Councilmember John Liu, clearly seeing the handwriting on the wall yesterday, withdrew Intros 699 and 731, bills that would have greatly increased the level of oversight over the city's 2100 mom and pop fruit stand owners. The withdrawal was a clear victory for Mr. Sung Soo Kim and the entire small business community who had worked hard to inform councilmembers about the clear and present danger to neighborhood stores posed by the measures.

It also needs to be emphasized that a great deal of credit must be given to the mayor who not only vetoed 699 but, through his hardworking legislative liaison Patrick Wehlie, helped rally support for sustaining the veto and defeating the proposal. We have been very critical of this administration's record on small business but the collaboration on this issue hopefully bodes well for a greater awareness in the mayor's second term.

Also deserving kudos is Deputy Commissioner Pauline Toole at the Department of Consumer Affairs, someone who we have also been at odds with in the past in relation to the Department's regulatory procedures. Toole's testimony – that if there is no visible problem with stoop stands and pedestrian safety why are we legislating to mitigate it – was right on point and helped speed up the evaporation of support for 699 that was already well under way at the Council.

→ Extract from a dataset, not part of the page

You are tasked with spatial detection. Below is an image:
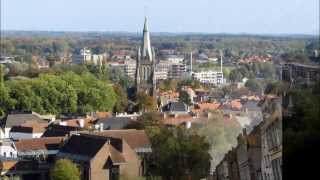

At the Council itself, members Monseratte and Jackson spearheaded the original opposition to Intro 699, pointing out among other things that the rapidity with which the bill was introduced and subsequently passed didn't allow for a full and thorough review of the proposal's merits. It was left to Councilmember Koppell, a member of the Transportation Committee and another original opponent of the measure, to apply the final coup de grace to the Intro. Speaking at the final hearing Koppell ridiculed the necessity of Intro 731, indicating that if the Council needed to pass legislation to remedy defects in a bill it had just recently passed than there was something irreparably wrong with the original initiative.

Koppell also gave credit to the tenacity of the small business opposition. As he says in today's NY Sun, support for Intro 699 had faded when members:
took another look after the mayor vetoed the bill and the business activists had a chance to get in touch with their councilmen.
As a final thought, we would like to refer to our original posts on Intro 699, comments that were criticized by an anonymous Council staffer who, calling himself George Washington Plunkitt, accused us of "not reading the bill." Well Mr. GWP, it now appears that at least the councilmembers got around to reading it and the results speak for themselves!